Why it's worth your two minutes: AI made writing code nearly free, so this recap tracks the cohort's real contest — distribution and sales — team by team, and where each one's PMF hunt actually stands.

TL;DR

The cohort's first WDYDLW ("what did you get done last week") standup — three-minute updates, two minutes of questions — at The Convent, New York, on 8 June 2026, with #elizaos joining remotely and a visiting mentor present for the first half.

The through-line. AI has made writing code nearly free, so almost every team's real bottleneck is distribution and sales, not building: "We don't have a product-creation problem. We have a product-sales problem."

The forcing function. By end of week, ship one usable product at the ETH Global NY hackathon and send 100 cold messages to ideal users. Real user contact beats internal speculation.

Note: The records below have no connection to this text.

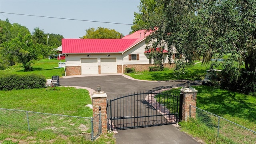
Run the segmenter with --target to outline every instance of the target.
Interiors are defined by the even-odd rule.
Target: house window
[[[140,54],[129,54],[129,60],[140,60]]]
[[[179,53],[175,54],[175,59],[180,59],[180,54]]]
[[[137,54],[132,54],[132,60],[137,60]]]

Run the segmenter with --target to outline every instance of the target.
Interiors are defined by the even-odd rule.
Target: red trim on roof
[[[124,52],[144,40],[152,31],[140,30],[122,39],[62,39],[62,53],[107,53]]]
[[[118,53],[136,40],[63,39],[62,53]]]

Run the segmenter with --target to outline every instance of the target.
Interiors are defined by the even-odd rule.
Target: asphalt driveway
[[[96,90],[100,85],[107,99],[134,92],[155,91],[184,86],[186,81],[148,82],[135,80],[121,75],[69,77],[61,78],[62,86],[77,86]],[[201,84],[191,82],[191,85]],[[198,144],[193,138],[172,125],[120,130],[116,135],[117,144]]]

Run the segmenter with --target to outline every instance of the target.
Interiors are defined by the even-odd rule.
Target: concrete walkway
[[[184,86],[186,80],[148,81],[135,80],[120,74],[67,76],[61,78],[62,86],[75,86],[88,90],[90,94],[98,84],[108,99],[123,94],[143,91],[155,91]],[[201,82],[191,82],[191,85]],[[179,130],[172,125],[118,131],[116,134],[117,144],[199,144],[198,141]]]

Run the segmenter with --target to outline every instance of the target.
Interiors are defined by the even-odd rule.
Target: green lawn
[[[125,74],[135,79],[148,80],[165,81],[176,80],[201,80],[204,79],[208,65],[202,65],[199,63],[193,66],[188,68],[185,74],[176,76],[173,69],[158,72],[145,71],[133,73]]]
[[[65,60],[61,60],[61,62],[65,62]],[[56,59],[49,60],[45,58],[35,62],[33,64],[33,70],[30,72],[24,72],[24,68],[19,64],[9,67],[4,70],[0,70],[0,74],[23,74],[33,73],[37,74],[42,74],[46,79],[50,79],[52,76],[62,76],[65,74],[64,68],[58,68],[59,60]]]
[[[72,87],[1,91],[0,108],[80,117],[91,117],[92,110],[88,92]],[[114,135],[102,135],[92,142],[79,134],[90,132],[90,119],[28,112],[30,132],[26,113],[0,110],[0,143],[17,142],[36,144],[110,144]],[[87,128],[80,130],[81,126]]]
[[[198,90],[196,107],[256,131],[256,97],[226,90],[215,88],[214,86],[199,86],[192,87]],[[171,89],[165,92],[179,95],[180,89]],[[210,120],[210,119],[208,120]],[[215,122],[218,123],[218,119],[216,120]],[[224,122],[221,121],[222,123],[221,124],[223,124],[223,122]],[[212,134],[210,132],[206,130],[205,128],[202,127],[202,125],[197,121],[192,120],[188,122],[182,122],[180,124],[181,125],[182,130],[203,140],[206,143],[222,144],[230,142],[230,143],[235,143],[229,139],[232,136],[217,138],[216,134]],[[232,128],[235,129],[235,126],[232,125],[229,126],[231,126],[230,128],[226,128],[232,132],[226,132],[225,134],[231,134],[231,132],[234,132],[235,133],[234,135],[237,137],[235,138],[242,139],[243,138],[241,138],[244,136],[245,134],[244,132],[248,132],[251,135],[252,134],[252,136],[255,136],[254,139],[256,139],[256,135],[248,132],[248,131],[245,130],[245,132],[240,133],[241,132],[238,132],[239,128],[231,130]],[[222,127],[225,128],[224,126]],[[215,132],[216,132],[216,131],[215,131]],[[206,134],[206,133],[207,134]],[[222,134],[223,134],[222,133]],[[239,134],[241,135],[239,136]],[[254,138],[250,138],[252,140]]]

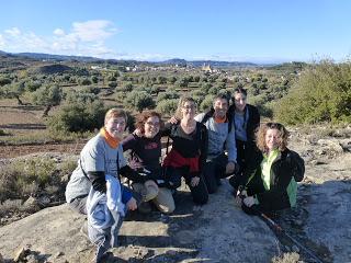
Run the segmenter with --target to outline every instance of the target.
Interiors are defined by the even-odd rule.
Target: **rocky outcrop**
[[[227,183],[207,205],[193,206],[188,191],[177,195],[177,204],[170,216],[132,214],[121,229],[121,247],[111,250],[115,259],[269,262],[278,254],[272,231],[259,218],[235,207]],[[15,251],[25,248],[35,252],[39,262],[89,262],[94,248],[80,232],[83,221],[84,217],[67,205],[43,209],[2,227],[0,251],[4,259],[13,259]]]
[[[322,262],[351,262],[350,136],[316,134],[292,133],[290,148],[304,158],[306,174],[298,206],[274,220]],[[315,262],[260,218],[236,207],[225,180],[207,205],[194,206],[185,187],[176,202],[173,215],[131,213],[109,262],[270,262],[281,251]],[[84,220],[66,205],[43,209],[0,228],[0,254],[4,262],[16,255],[19,262],[90,262],[94,247],[80,232]]]

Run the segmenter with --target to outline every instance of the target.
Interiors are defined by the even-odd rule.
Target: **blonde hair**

The PMF scoreboard — each team's registered pitch on shaperotator.xyz set against what the room reported (the delta on its product–market-fit hunt):

  • Advanced (moved toward its milestone) — Elocute · Teleport Router · Tinycloud · JJHub/Smithers · DealProof · Shape Rotator OS · Private LLM search
  • Reframed (pivoted the wedge or ICP) — elizaOS · TeeSQL · Feedling · Daedalus · Contexto
  • Hard truth (a gap surfaced) — Bitrouter

Details and definitions (the Stage 1–7 scale, the visual edition, sources) are in the Appendix.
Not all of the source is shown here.